Search code examples
pythongoogle-bigquerygoogle-cloud-storage

Google BigQuery query in Python works when using result(), but Permission issue when using to_dataframe()


I've run into a problem after upgrades of my pip packages and my bigquery connector that returns query results suddenly stopped working with following error message

from google.cloud import bigquery
from google.oauth2 import service_account

credentials = service_account.Credentials.from_service_account_file('path/to/file', scopes=['https://www.googleapis.com/auth/cloud-platform',
    'https://www.googleapis.com/auth/drive',
    'https://www.googleapis.com/auth/bigquery'
])

client = bigquery.Client(credentials=credentials)
data = client.query('select * from dataset.table').to_dataframe()

PermissionDenied: 403 request failed: the user does not have bigquery.readsessions.create' permission

But! If you switched the code to

data = client.query('select * from dataset.table').result()

(dataframe -> result) you received the data in RowIterator format and were able to properly read them.

The same script using to_dataframe with the same credentials was working on the server. Therefore I set my bigquery package to the same version 2.28.0, which still did not help.

I could not find any advices on this error / topic anywhere, so I just want to share if any of you faced the same thing.


Solution

  • There are different ways of receiving data from bigquery. Using the BQ Storage API is considered more efficient for larger result sets compared to the other options:

    The BigQuery Storage Read API provides a third option that represents an improvement over prior options. When you use the Storage Read API, structured data is sent over the wire in a binary serialization format. This allows for additional parallelism among multiple consumers for a set of results

    The Python BQ library internally determines whether it can use the BQ Storage API or not.
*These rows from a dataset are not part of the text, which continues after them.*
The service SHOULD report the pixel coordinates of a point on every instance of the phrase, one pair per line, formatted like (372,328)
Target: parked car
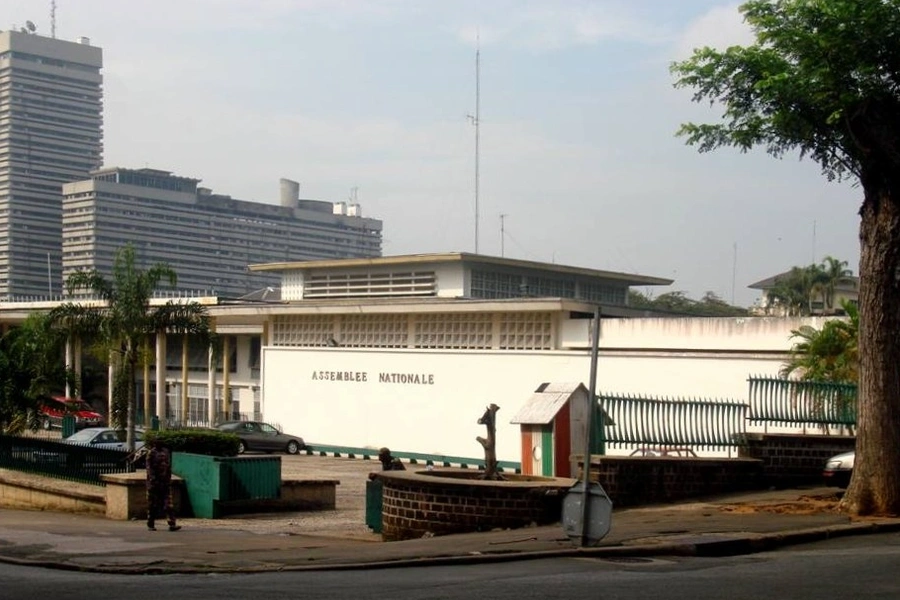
(256,435)
(54,409)
(105,437)
(838,469)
For the result method, it uses the tradtional tabledata.list method internally, whereas the to_dataframe method uses the BQ Storage API if the according package is installed.

    However, using the BQ Storage API requires you to have the bigquery.readSessionUser Role respectively the readsessions.create right which in your case seems to be lacking.

    By uninstalling the google-cloud-bigquery-storage, the google-cloud-bigquery package was falling back to the list method. Hence, by de-installing this package, you were working around the lack of rights.

    See the BQ Python Libary Documentation for details.